We evaluated the predictive performance of the index tests in a cohort of general surgical patients by estimating their discrimination and calibration. Discrimination reflects the capacity of a prediction model to differentiate between those who do and do not develop the defined target condition during the study period. For the measurement of discrimination, we used the concordance index (C-index) statistic through the calculation of the area under the receiver operating characteristic curve (AUROC) with intra-ICU or in-hospital mortality as the binary endpoints. A value of 0.5 for AUROC signifies chance and means that the predictor in analysis cannot distinguish between a positive or an adverse outcome while a value of 1 represents perfect discrimination. Discrimination was classified according to AUROC values as follows: 0.90–1 excellent, 0.80–0.90 good, 0.70–0.80 fair, 0.60–0.70 poor and 0.50–0.60 fail [20]. The DeLong method was used to compare whether differences between different models AUROC’s were statistically significant [21]. Calibration reflects how well intra-ICU and in-hospital mortalities predicted by each model agree with the observed outcomes. This relation was shown graphically by clustering patients in tenths of predicted risk according to each model and plotting the expected against the observed number of cases. A smoothed line was drawn over the entire predicted probability range to augment the observed correlation. A well-calibrated model predicts over a line slope around 45°. The calibration plot also indicates the magnitude and direction of the model’s miscalibrations. For statistical analysis of the model’s predictive performance, we employed the Hosmer–Lemeshow goodness-of-fit test [22]. In an adequate sample size, results with p values higher than 0.05 indicate a good agreement between the model’s predicted probabilities and observed outcome rates.
Median follow-up was calculated for intra-ICU and in-hospital periods according to the reverse Kaplan–Meier survival function that uses the event indicator reversed and censoring becomes the outcome of interest.
A decision curve analysis was developed to describe and compare the clinical utility of tested models. Logistic regression was used to convert the model’s calculated values into predicted probabilities of death.
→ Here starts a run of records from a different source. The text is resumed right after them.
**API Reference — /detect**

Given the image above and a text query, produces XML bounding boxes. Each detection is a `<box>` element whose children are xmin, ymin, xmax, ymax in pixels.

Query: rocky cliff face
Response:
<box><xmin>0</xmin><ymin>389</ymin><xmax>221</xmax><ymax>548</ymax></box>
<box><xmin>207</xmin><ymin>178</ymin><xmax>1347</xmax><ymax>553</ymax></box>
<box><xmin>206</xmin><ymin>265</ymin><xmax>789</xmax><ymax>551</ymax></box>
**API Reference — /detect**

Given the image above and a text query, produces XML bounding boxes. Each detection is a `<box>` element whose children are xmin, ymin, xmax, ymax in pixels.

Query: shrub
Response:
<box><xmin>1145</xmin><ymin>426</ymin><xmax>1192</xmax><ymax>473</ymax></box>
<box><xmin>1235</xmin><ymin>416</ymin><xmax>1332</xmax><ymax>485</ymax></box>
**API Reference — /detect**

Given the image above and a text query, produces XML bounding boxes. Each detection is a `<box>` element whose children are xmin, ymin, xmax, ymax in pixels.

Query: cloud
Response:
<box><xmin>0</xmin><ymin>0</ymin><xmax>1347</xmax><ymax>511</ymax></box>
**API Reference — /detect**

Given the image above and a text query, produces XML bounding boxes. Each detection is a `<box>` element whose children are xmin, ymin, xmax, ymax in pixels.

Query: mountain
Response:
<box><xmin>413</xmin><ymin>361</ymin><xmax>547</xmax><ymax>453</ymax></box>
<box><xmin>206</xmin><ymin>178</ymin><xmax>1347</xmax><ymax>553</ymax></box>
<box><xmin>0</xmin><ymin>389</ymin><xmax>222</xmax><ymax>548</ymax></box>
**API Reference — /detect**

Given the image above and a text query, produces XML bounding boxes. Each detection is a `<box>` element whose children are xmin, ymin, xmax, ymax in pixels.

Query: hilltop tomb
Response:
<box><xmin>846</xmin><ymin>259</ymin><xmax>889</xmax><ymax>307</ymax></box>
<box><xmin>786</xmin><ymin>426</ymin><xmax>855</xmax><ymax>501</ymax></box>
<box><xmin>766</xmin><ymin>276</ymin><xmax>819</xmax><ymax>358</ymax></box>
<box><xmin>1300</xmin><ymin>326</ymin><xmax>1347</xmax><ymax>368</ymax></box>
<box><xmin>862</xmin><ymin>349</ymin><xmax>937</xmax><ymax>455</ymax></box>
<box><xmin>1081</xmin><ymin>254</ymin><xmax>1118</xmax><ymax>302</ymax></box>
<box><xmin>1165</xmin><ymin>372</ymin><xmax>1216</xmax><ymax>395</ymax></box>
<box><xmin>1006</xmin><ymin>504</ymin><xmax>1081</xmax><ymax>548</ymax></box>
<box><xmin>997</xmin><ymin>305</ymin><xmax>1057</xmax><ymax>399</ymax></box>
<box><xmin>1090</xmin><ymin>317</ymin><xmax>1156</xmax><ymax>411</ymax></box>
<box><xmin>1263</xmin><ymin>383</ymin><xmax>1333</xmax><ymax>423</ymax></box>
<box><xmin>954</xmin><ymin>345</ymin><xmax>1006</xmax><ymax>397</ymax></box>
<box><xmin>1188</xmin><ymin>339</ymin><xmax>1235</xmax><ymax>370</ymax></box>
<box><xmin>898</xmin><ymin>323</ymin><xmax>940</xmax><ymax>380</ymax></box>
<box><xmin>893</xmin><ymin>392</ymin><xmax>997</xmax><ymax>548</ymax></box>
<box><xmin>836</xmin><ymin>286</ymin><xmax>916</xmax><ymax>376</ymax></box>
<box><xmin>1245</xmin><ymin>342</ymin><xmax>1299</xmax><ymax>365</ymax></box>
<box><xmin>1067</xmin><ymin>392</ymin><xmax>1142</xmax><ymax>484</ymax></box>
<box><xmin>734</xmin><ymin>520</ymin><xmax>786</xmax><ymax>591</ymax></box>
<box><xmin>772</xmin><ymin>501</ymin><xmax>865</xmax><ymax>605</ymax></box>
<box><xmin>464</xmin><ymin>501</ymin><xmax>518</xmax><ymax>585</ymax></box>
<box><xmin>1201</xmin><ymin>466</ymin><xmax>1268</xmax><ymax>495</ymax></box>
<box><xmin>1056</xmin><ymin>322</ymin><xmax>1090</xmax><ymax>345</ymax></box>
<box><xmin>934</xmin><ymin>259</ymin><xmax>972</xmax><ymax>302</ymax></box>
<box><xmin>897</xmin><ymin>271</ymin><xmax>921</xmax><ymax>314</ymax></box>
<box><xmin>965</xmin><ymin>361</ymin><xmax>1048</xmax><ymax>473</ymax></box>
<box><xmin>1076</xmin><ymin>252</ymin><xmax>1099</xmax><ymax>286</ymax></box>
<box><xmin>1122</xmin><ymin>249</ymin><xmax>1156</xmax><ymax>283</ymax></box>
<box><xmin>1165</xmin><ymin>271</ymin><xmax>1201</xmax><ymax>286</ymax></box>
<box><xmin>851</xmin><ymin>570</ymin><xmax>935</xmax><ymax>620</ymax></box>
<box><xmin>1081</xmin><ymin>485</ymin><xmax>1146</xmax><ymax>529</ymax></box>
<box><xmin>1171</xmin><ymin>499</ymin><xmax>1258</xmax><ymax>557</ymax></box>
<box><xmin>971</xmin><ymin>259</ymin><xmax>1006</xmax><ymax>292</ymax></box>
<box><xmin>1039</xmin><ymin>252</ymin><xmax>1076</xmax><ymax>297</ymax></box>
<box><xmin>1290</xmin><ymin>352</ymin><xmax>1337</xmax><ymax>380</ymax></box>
Patients were defined as high risk if their intra-ICU or in-hospital mortality probabilities were higher than the prognostic model set probability threshold. Net benefit for different threshold values of each model was calculated according to Vickers et al. and compared to the possible clinical strategy of considering that all patients were positive for the outcome and treated them all and that all patients were negative for the outcome and received no treatment [13, 14].
Statistical analyses were performed using MedCalc version 18 and SPSS version 22. Continuous variables were reported as a mean and standard deviation or median and interquartile ranges whether they follow a normal distribution or not. Categorical variables were presented as count and proportion. Univariate analysis was performed using appropriated tests for continuous and categorical variables to assess association with mortality. Relative risks for mortalities were calculated after adjustment for illness severity. This procedure was performed using a case-control matching strategy with severity scores (SOFA, SAPS 3, and APACHE II) as specific criteria. A two-tailed p value of less than 0.05 was considered statistically significant.